Juan Martín Maldacena

Juan Martín Maldacena ( born September 10, 1968 in Buenos Aires, Argentina) is an Argentine theoretical physicist and string theorist.

Maldacena studied from 1985 to 1988 physics at the Universidad de Buenos Aires, and at the Instituto Balseiro from the Universidad de Cuyo in Bariloche, where he earned a master's degree ( Licenciatura ) made ​​in 1991. In 1992 he went to Princeton University, where in 1993 he achieved a Master of Arts in 1996 and received his PhD in Curtis Callan. After that, he was a postdoctoral fellow at Rutgers University. From 1997 to 2001 he was a professor at Harvard University (initially Visiting Associate Professor, 1998 Thomas D. Cabot Associate Professor, from 1999 professor ) and since then he has been a professor at the Institute for Advanced Study at Princeton.

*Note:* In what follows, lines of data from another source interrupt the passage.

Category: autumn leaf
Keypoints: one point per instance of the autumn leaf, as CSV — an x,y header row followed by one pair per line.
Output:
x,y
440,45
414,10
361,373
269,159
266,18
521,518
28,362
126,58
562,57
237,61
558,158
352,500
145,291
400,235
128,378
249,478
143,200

His most important scientific contribution is the AdS / CFT correspondence, a conjecture about the equivalence of string theory in an anti - de Sitter space and a conformal field theory which is defined on the boundary of this space. This is the best so far explicit formulation of the holographic principle.

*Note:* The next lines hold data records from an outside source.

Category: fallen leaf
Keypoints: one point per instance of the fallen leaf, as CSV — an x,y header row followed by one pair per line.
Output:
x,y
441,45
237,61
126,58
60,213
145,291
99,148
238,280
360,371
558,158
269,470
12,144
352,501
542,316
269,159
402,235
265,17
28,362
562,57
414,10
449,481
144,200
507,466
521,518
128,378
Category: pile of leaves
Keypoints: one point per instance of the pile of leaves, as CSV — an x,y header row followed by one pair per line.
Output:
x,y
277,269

In 2007 he received the Dannie Heineman Prize for Mathematical Physics, 2008, the Dirac Medal ( ICTP ) and 2012 the Pomeranchuk Prize. In 1999 he was a Fellow of the MacArthur Foundation. In 2012 he was awarded the Fundamental Physics Prize. Since 2013 Maldacena is a member of the Pontifical Academy of Sciences.

According XStructure is Maldacenas publication The Large N Limit of Superconformal Field Theories and Supergravity the most frequently cited article on the preprintserver ArXiv.